The device in our hand isn’t the device in theirs. Test on the phones people actually own, running the operating systems they actually use, under the conditions they actually experience.

The solution that works elsewhere might not work here. Africa doesn’t need African versions of Western products. It needs products designed from scratch for African realities.

Constraints force creativity. The need to work on limited bandwidth, old devices, and intermittent connectivity doesn’t limit innovation; it focuses it. Some of the most elegant solutions I’m seeing are emerging from designing for constraints.

Looking Ahead
We don’t know how long this pandemic will last or what the world will look like when it ends. But we do know that the digital products being built right now are revealing a fundamental truth: Africa doesn’t have a technology problem. It has a design problem.
We have the creativity, the engineering talent, and the entrepreneurial drive. What we’ve often lacked is design thinking that starts with African reality rather than trying to retrofit African markets into Western assumptions.
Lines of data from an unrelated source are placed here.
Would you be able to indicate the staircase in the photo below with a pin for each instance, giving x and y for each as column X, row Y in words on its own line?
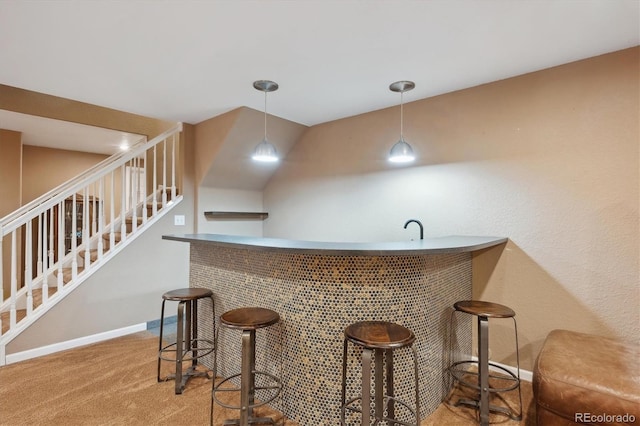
column 53, row 244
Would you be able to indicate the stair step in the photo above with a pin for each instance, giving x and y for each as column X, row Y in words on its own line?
column 67, row 274
column 93, row 255
column 4, row 316
column 21, row 313
column 129, row 223
column 117, row 236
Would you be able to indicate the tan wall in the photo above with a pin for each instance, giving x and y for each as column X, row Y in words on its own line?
column 126, row 291
column 10, row 185
column 46, row 168
column 549, row 160
column 40, row 104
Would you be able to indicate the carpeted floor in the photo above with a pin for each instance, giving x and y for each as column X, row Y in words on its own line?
column 114, row 383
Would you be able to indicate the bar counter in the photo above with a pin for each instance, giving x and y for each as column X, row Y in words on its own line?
column 321, row 287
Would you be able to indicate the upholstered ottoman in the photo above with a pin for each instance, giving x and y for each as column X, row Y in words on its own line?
column 584, row 379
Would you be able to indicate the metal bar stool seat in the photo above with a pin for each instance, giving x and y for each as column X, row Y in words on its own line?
column 188, row 347
column 483, row 381
column 378, row 340
column 248, row 320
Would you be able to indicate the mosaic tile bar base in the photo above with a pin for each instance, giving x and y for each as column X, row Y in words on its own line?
column 317, row 296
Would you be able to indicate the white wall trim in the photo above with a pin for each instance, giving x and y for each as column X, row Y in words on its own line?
column 74, row 343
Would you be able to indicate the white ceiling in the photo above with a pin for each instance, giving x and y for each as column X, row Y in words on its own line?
column 187, row 60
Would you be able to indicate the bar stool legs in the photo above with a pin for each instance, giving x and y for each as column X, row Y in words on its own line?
column 247, row 320
column 188, row 347
column 458, row 370
column 378, row 339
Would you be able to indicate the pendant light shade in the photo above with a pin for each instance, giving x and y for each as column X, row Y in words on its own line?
column 401, row 152
column 265, row 151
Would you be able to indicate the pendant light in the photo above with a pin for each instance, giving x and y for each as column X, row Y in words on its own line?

The pandemic is forcing a reckoning with this reality. Products that ignore it are failing. Products that embrace it are succeeding, often spectacularly.

As we build Africa’s digital future, both during this crisis and after, we can’t forget these lessons. The designers who will shape the next decade of African technology won’t be those who build the most sophisticated products. They’ll be those who build products that actually work, for the people who actually need them, under the conditions that actually exist.
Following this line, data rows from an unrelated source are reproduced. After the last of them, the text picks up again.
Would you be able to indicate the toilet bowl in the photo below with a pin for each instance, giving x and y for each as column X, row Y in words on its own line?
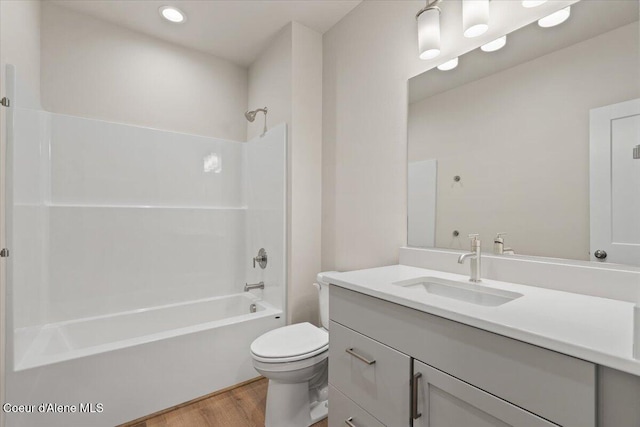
column 295, row 360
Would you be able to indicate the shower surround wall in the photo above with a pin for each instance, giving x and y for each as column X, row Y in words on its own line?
column 123, row 217
column 148, row 236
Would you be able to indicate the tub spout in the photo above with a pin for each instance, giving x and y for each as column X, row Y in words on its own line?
column 249, row 286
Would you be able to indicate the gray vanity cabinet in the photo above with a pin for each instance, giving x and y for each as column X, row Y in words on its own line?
column 444, row 401
column 467, row 376
column 374, row 376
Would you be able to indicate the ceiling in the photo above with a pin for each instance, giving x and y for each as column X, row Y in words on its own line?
column 588, row 19
column 236, row 30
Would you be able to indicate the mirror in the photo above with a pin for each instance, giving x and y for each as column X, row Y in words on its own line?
column 501, row 144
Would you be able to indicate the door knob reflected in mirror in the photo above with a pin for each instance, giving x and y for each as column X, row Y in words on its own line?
column 600, row 254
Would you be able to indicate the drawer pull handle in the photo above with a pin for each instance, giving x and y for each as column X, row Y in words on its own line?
column 348, row 422
column 359, row 357
column 414, row 397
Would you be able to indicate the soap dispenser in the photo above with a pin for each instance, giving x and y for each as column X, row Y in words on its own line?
column 498, row 245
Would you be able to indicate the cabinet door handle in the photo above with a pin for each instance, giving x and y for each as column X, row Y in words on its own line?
column 359, row 357
column 414, row 396
column 349, row 423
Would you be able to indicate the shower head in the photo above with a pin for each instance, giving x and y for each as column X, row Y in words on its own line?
column 251, row 115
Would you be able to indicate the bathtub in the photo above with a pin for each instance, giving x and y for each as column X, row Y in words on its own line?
column 137, row 362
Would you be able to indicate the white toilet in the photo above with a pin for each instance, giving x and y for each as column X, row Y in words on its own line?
column 294, row 359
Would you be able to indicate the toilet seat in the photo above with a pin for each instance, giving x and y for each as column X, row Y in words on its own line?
column 290, row 343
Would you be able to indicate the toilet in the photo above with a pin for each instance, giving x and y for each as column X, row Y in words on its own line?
column 294, row 359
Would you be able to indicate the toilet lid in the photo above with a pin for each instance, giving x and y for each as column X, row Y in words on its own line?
column 290, row 341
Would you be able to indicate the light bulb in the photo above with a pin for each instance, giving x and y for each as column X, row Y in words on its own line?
column 555, row 18
column 494, row 45
column 429, row 33
column 449, row 65
column 475, row 17
column 532, row 3
column 172, row 14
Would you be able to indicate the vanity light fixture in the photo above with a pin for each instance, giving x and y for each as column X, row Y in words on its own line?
column 428, row 19
column 532, row 3
column 556, row 18
column 172, row 14
column 494, row 45
column 449, row 65
column 475, row 17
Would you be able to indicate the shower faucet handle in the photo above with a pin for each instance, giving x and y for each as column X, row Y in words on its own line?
column 261, row 259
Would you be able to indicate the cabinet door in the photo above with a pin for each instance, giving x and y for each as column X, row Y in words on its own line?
column 441, row 400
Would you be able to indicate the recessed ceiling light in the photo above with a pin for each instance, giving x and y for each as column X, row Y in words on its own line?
column 172, row 14
column 449, row 65
column 494, row 45
column 532, row 3
column 555, row 18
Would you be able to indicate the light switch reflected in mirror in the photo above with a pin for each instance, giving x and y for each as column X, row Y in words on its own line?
column 515, row 124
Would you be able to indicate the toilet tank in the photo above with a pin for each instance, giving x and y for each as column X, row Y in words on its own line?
column 323, row 298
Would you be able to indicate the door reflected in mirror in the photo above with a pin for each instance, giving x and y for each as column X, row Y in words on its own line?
column 501, row 144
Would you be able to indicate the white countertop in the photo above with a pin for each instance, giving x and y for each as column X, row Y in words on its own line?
column 595, row 329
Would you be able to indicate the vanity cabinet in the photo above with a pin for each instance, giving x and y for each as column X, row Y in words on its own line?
column 466, row 374
column 443, row 401
column 375, row 376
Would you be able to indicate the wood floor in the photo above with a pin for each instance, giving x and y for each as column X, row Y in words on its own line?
column 239, row 407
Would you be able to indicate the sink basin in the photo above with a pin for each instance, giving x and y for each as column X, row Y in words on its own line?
column 472, row 293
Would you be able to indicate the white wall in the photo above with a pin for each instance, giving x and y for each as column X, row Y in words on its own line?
column 20, row 46
column 20, row 36
column 368, row 57
column 523, row 152
column 366, row 67
column 91, row 68
column 287, row 78
column 306, row 174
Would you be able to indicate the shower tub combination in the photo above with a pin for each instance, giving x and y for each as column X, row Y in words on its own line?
column 130, row 251
column 139, row 362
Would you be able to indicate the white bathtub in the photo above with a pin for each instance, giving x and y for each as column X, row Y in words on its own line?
column 137, row 362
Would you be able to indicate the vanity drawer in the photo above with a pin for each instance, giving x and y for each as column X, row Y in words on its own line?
column 557, row 387
column 344, row 411
column 374, row 376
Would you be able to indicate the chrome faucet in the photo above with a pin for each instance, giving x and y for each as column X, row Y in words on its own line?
column 249, row 286
column 475, row 255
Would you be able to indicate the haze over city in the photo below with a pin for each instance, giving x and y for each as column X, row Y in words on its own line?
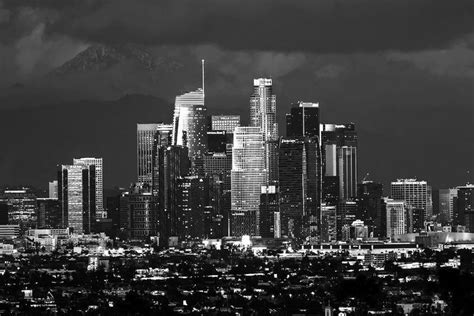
column 401, row 70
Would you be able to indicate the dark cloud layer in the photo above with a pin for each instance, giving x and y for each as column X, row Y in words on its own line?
column 281, row 25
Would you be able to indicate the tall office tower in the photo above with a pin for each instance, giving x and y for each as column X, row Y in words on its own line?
column 189, row 124
column 53, row 189
column 339, row 152
column 416, row 193
column 263, row 115
column 145, row 139
column 76, row 195
column 303, row 120
column 193, row 202
column 3, row 213
column 346, row 214
column 217, row 141
column 174, row 163
column 370, row 206
column 139, row 213
column 269, row 212
column 99, row 183
column 49, row 213
column 396, row 211
column 22, row 207
column 464, row 207
column 218, row 166
column 300, row 184
column 225, row 123
column 162, row 138
column 446, row 203
column 328, row 223
column 247, row 177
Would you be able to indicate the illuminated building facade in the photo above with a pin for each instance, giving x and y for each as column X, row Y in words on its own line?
column 76, row 195
column 247, row 177
column 263, row 115
column 190, row 124
column 99, row 182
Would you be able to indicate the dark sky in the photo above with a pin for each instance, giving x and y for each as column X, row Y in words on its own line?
column 402, row 70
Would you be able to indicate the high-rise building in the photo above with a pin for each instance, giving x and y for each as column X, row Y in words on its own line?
column 346, row 214
column 339, row 152
column 162, row 139
column 369, row 204
column 139, row 210
column 99, row 183
column 189, row 124
column 217, row 141
column 416, row 193
column 145, row 141
column 76, row 195
column 225, row 123
column 22, row 207
column 300, row 184
column 303, row 120
column 396, row 211
column 247, row 177
column 49, row 213
column 53, row 189
column 328, row 223
column 174, row 163
column 464, row 207
column 446, row 203
column 269, row 212
column 193, row 202
column 263, row 115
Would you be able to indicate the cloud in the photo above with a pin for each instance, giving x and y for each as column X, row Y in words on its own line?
column 38, row 54
column 322, row 26
column 457, row 60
COVID-19 isn’t teaching us anything new. It’s just making visible what some of us have always known: Africa doesn’t need pity or simplified versions of Western technology. It needs technology designed specifically for the African reality, not despite the constraints, but because of them.

The question isn’t whether we can build for Africa. It’s whether we’re willing to design differently than we’ve been taught. These past few months have proven that when we do, remarkable things become possible.

And we’re only just getting started.

Oluwabukunmi Victor Babatunde is a product designer and AI implementation specialist based in Lagos, Nigeria. He focuses on building digital products for African markets, with expertise in user-centred design and technology adaptation for emerging economies.